L'Egypte a accouru, il y a quelques années, pour reconstruire une station libanaise d'électricité qui avait été frappée par Israël. Elle a également contribué à reconstruire l'Algérie après sa libération. D'ailleurs, le nom de l'ingénieur égyptien Moustapha Moussa se trouve gravé sur beaucoup de constructions à Alger. Le nom de la grande société de construction égyptienne Arab contractors se trouve également en plusieurs endroits en Arabie saoudite et au Koweït, dans les pays du Golfe et la Libye.
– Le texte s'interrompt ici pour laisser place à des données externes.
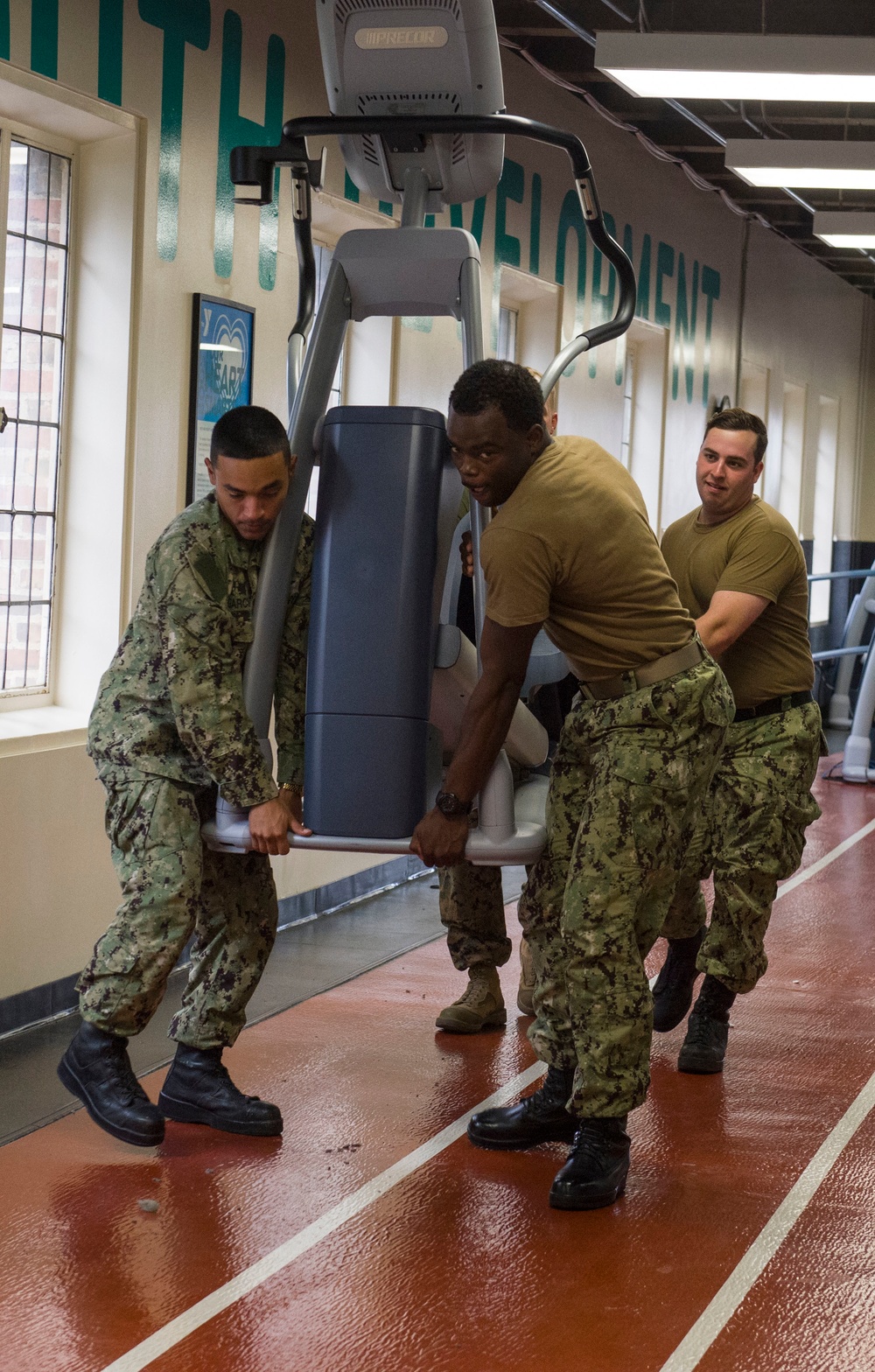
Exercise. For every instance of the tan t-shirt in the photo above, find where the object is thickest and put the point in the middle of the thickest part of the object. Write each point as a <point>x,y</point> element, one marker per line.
<point>756,552</point>
<point>572,550</point>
Il est inconcevable donc que l'Egypte soit loin de ces opérations de reconstruction de l'Iraq.

Je pourrais aller plus loin et dire que les seules opérations légitimes de reconstruction de l'Iraq seront celles que peuvent effectuer l'Egypte et les autres pays arabes qui en ont les moyens. Toute autre opération qui serait accomplie dans l'ombre de la présence militaire américaine, qui manque de légitimité juridique et internationale, sera la cible de la colère populaire qui n'a cessé d'exprimer son refus de la présence militaire américaine depuis la chute du régime de l'ex-président Saddam Hussein.

A un autre niveau, si le camp arabe sous le commandement de l'Egypte commence à prendre en charge sa responsabilité dans la reconstruction de l'Iraq, ceci constituerait le début d'une action arabe conjointe qui a fait défaut à la nation arabe au cours de la guerre. Il est grand temps que l'Egypte prenne l'initiative pour ressusciter une action commune aux pays arabes, qui doivent parvenir à une nouvelle formule pour confirmer leur présence sur la scène internationale. Cela devra se faire tout d'abord dans le domaine de la reconstruction de l'un des pays arabes, entièrement ruiné par les Etats-Unis.